Accordingly, the Panel finds that the Complainant has satisfied paragraph 4(a)(ii) of the Policy.
C. Registered and Used in Bad Faith
The Disputed Domain Name was registered by eBay in 2011 and transferred to the Respondent in or around December 2015. However, it was not until July 2015 that the Complainant adopted the rebranded name "Pepper Money".

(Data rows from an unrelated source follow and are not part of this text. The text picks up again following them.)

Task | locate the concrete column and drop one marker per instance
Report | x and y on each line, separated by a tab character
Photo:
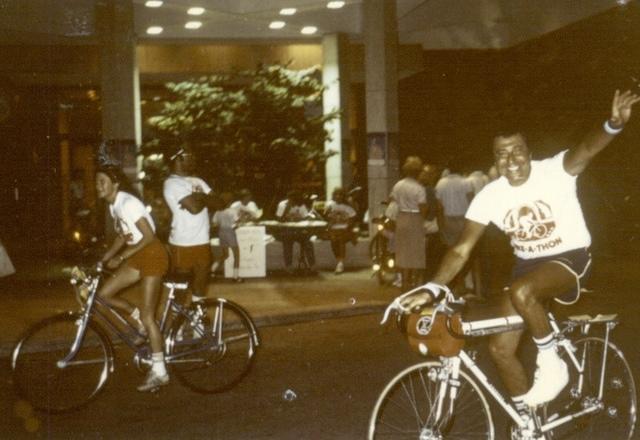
120	80
381	91
335	78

As the Complainant had not contemplated using "Pepper Money" when the Disputed Domain Name was registered, the Panel concludes that the registration of the Disputed Domain Name was not in bad faith. Even looking at the evidence in the light most favorable to the Complainant, noting in particular the transfer of the Disputed Domain Name to the Respondent in December 2015, there is insufficient evidence for the Panel to conclude that the Respondent was seeking to unfairly capitalize on the Complainant's reputation and goodwill. To the extent such evidence may exist, it would in any event require a more nuanced examination of the Parties' contentions than is generally possible in the limited context of the Policy.
The Panel finds the Complainant has not demonstrated that the Respondent used the Disputed Domain Name in bad faith.
Accordingly, the Panel finds that the Complainant has not satisfied paragraph 4(a)(iii) of the Policy.
For the foregoing reasons, the Complaint is denied.